Le phénomène existe partout dans le monde, mais Donald Trump en est l’exemple parfait. Souvenons-nous de ses premières paroles lorsqu’il a annoncé sa candidature en 2015 en descendant l’escalier de son immeuble new-yorkais. Ses premiers mots étaient : «Notre pays a de sérieuses difficultés», suivis d’un discours anti-immigration dans lequel il accusait le Mexique d’envoyer des violeurs et des vendeurs de drogue aux États-Unis. Et, bien sûr, il affirmait être le seul à pouvoir changer ça.

Huit ans plus tard, on a vu ce qu’il a fait en tant que président. M. Trump fait maintenant face à de sérieuses accusations criminelles, mais la pire chose qu’il a faite aura été de tuer l’espoir en l’avenir de millions d’Américains. Il a tellement divisé le pays que certains croient que ça prendra des décennies pour que l’ancêtre des démocraties retrouve sa grandeur.

On peut voir ce phénomène de «rage-farming» ailleurs dans le monde. Plusieurs dictateurs en Afrique, en Asie et même en Europe — allô Victor Orban — créent cette colère en attisant la haine contre des groupes minoritaires, comme les homosexuels ou les immigrants. On le voit même au Canada ou le leadeur conservateur, Pierre Poilièvre, passe son temps à dire que le pays est brisé.

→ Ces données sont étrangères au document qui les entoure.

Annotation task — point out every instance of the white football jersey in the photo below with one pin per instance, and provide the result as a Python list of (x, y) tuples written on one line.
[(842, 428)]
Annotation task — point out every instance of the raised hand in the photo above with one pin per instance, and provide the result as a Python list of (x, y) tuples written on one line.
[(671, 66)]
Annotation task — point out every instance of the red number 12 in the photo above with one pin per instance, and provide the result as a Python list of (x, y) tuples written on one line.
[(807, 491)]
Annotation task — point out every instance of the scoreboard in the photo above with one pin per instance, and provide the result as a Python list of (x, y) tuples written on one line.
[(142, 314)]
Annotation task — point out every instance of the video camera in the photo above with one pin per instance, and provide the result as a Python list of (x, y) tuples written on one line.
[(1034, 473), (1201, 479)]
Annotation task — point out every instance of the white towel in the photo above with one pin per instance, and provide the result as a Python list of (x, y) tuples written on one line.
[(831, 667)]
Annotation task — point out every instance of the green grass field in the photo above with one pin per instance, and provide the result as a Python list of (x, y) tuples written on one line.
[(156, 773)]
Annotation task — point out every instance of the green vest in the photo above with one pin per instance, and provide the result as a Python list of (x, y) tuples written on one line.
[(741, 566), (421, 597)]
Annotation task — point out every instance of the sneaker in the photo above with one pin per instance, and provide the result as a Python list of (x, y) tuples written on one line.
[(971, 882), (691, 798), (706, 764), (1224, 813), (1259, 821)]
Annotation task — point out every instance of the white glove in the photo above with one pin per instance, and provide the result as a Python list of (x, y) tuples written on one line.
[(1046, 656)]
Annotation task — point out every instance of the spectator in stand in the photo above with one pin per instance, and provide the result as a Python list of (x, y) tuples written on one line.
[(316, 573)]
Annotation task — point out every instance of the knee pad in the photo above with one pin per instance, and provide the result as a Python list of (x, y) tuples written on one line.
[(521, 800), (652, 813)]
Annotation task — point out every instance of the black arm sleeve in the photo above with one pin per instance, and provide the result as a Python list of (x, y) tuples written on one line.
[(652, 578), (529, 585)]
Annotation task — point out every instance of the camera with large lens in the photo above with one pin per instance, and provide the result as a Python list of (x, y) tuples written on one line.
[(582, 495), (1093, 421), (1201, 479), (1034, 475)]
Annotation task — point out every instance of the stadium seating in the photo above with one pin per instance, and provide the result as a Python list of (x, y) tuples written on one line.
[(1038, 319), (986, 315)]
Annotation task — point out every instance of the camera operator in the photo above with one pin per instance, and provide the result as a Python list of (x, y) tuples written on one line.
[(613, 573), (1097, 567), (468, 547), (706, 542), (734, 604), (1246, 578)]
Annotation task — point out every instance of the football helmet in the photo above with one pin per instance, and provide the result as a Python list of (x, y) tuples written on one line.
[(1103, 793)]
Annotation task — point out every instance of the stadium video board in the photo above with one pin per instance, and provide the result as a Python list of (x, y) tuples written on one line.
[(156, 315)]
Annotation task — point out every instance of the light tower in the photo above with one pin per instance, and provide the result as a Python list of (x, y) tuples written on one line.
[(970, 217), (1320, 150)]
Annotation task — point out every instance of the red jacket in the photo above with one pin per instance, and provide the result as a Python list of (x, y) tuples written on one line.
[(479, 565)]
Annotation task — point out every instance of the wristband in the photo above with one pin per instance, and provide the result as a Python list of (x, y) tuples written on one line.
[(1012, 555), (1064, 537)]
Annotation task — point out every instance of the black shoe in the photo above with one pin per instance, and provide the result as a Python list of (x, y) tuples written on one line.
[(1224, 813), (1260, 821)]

C’est ce qu’il a fait lors de sa tournée dans le Nord de l’Ontario au milieu de l’été. M. Poilièvre vise des circonscriptions qui votent traditionnellement pour le Nouveau Parti démocratique, un vote souvent anti-establishment. À Timmins, son discours, plus vitriolique que ceux des députés néodémocrates, semblent mobiliser plusieurs de ces électeurs. 

Dans un article paru cette semaine dans le Toronto Star, le député du NPD de Timmins-Baie James, Charlie Angus, avouait qu’il n’a jamais vu des groupes d’électeurs autant en colère. Selon lui, ces gens sont complètement déconnectés de la politique et se rejoignent sur les réseaux sociaux où ils trouvent un exutoire à leur rage.

Il faut dire que nos gouvernements ne font pas grand-chose pour éteindre cette rage. Si plusieurs citoyens sont en colère, c’est souvent parce qu’ils ont peur. Ils vivent dans des villes aux prises avec des crises — crise du logement, crise des opioïdes, crise financière, crise climatique, criminalité… L’amoncèlement de ces crises se résument chez l’électeur à une crise de confiance.

Pour redonner confiance aux citoyens, nos politiciens doivent s’attaquer sérieusement à ces crises. Or, au lendemain d’une retraite pour notamment discuter de la crise du logement, les ministres n’avaient que des platitudes à offrir. En Ontario, la solution du gouvernement de Doug Ford n’est que d’écouter les donateurs du Parti conservateur et de leur donner accès à la ceinture de verdure pour construire de grosses maisons.

On comprend la rage des électeurs, mais ce n’est pas en la nourrissant qu’on construit un pays.